Psychological trauma from the perspective of medical history: from Paracelsus to Freud

2009 
Psychological traumatisation, as we understand it today, was—in terms of the history of ideas—anticipated by various approaches which have had a lasting impact on modern psychiatry, psychotherapy, and psychosomatic medicine. On the one hand, there is the traditional concept of possession and exorcism with its impressive psychodynamics. On the other hand, there is the theory of the imagination, of an illusion in the sense of a pathogenic infection. Especially the pathological teachings of Paracelsus (sixteenth century) and Johann Baptist van Helmont (seventeenth century)—the latter having advanced the former’s alchemist approach—demonstrate the extent to which demonological, parasitological, and psychological ideas were amalgamated in their “ontological” notion of a disease.

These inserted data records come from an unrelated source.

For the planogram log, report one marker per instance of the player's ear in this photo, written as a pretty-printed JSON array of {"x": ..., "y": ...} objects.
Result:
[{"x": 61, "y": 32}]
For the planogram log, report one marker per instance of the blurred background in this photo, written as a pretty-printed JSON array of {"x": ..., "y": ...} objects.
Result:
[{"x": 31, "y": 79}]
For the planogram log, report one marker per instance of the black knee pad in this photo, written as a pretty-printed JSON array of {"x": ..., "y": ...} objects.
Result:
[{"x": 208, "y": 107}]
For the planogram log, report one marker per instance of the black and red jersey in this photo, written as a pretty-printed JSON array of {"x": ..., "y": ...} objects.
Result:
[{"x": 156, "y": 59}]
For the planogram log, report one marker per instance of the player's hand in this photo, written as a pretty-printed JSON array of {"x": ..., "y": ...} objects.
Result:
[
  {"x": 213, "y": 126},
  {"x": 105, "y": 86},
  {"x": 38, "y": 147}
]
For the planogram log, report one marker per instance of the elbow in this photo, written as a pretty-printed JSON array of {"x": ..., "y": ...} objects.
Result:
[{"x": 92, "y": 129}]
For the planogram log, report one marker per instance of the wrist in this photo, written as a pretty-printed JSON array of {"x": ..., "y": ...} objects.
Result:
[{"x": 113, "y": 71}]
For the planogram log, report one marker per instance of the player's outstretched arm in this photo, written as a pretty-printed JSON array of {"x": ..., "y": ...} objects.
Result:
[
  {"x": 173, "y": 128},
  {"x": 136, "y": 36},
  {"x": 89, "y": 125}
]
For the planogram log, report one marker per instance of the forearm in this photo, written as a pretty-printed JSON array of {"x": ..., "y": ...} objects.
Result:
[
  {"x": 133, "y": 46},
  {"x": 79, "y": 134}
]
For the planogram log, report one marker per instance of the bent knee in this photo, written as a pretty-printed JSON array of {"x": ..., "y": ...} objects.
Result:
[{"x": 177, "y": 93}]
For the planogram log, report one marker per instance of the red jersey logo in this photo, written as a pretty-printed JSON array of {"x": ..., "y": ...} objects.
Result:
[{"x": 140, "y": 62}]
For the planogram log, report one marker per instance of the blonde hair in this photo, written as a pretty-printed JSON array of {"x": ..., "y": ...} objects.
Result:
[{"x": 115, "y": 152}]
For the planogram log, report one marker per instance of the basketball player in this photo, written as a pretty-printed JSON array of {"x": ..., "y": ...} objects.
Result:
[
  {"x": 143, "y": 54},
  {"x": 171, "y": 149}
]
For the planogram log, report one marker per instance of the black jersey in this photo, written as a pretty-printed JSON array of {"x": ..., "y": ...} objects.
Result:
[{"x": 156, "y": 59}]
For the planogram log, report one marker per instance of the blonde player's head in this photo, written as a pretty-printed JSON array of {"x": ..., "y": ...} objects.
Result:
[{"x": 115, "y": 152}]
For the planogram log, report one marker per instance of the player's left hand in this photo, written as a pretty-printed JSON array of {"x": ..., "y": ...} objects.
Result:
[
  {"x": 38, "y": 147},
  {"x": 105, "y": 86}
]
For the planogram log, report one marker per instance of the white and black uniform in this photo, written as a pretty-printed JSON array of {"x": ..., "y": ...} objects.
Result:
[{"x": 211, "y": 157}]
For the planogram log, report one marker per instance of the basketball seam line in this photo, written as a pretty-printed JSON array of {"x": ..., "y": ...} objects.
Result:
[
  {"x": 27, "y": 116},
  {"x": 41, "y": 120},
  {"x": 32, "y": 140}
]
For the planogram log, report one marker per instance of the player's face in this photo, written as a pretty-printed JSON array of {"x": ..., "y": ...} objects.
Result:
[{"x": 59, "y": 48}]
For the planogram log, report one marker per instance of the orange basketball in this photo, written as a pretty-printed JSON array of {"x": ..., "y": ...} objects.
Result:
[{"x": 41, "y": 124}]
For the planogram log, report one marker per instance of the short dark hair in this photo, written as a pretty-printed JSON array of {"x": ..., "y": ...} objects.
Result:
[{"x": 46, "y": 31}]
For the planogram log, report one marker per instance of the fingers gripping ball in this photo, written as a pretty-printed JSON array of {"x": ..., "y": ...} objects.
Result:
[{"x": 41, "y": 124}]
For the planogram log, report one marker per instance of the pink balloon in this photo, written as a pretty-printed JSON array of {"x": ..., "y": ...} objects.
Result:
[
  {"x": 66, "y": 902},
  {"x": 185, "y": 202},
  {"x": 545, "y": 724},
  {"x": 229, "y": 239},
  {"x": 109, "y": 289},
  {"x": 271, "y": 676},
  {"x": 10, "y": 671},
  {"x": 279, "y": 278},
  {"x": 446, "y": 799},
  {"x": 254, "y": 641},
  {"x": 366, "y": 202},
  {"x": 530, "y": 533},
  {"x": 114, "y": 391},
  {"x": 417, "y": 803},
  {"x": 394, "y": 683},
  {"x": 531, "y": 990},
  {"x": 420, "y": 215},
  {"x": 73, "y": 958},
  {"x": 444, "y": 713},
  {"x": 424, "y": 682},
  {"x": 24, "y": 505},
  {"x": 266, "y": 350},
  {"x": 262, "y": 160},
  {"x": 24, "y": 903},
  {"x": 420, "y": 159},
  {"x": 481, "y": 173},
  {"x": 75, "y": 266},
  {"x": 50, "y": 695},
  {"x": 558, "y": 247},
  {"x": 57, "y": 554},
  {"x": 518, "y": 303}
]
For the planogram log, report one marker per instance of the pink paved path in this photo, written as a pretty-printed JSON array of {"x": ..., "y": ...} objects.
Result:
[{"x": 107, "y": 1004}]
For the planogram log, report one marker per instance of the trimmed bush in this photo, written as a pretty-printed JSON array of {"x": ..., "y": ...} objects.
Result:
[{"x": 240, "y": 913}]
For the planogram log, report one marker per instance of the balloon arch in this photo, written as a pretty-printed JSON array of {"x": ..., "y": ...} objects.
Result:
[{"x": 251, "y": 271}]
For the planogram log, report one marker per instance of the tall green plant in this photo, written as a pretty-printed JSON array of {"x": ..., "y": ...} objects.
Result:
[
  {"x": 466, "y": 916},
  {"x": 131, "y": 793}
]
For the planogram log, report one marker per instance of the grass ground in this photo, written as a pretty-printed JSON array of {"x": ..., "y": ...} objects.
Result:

Only the introduction of hypnotism in the middle of the nineteenth century made possible a psychological or psychodynamic understanding of psychological trauma in the modern sense. Hypnotism was striving to strictly dissociate from the magical and natural philosophical speculations of mesmerism and its theory was quite compatible with the model representations of scientific medicine. Sigmund Freud was able to tie in his ideas of hysteria and neurosis with this concept and especially to define repression of (infantile) sexuality as the cause of a culturally ineluctable psychological trauma. Finally, a brief survey of medical history is given to explore artificial trauma as a healing factor.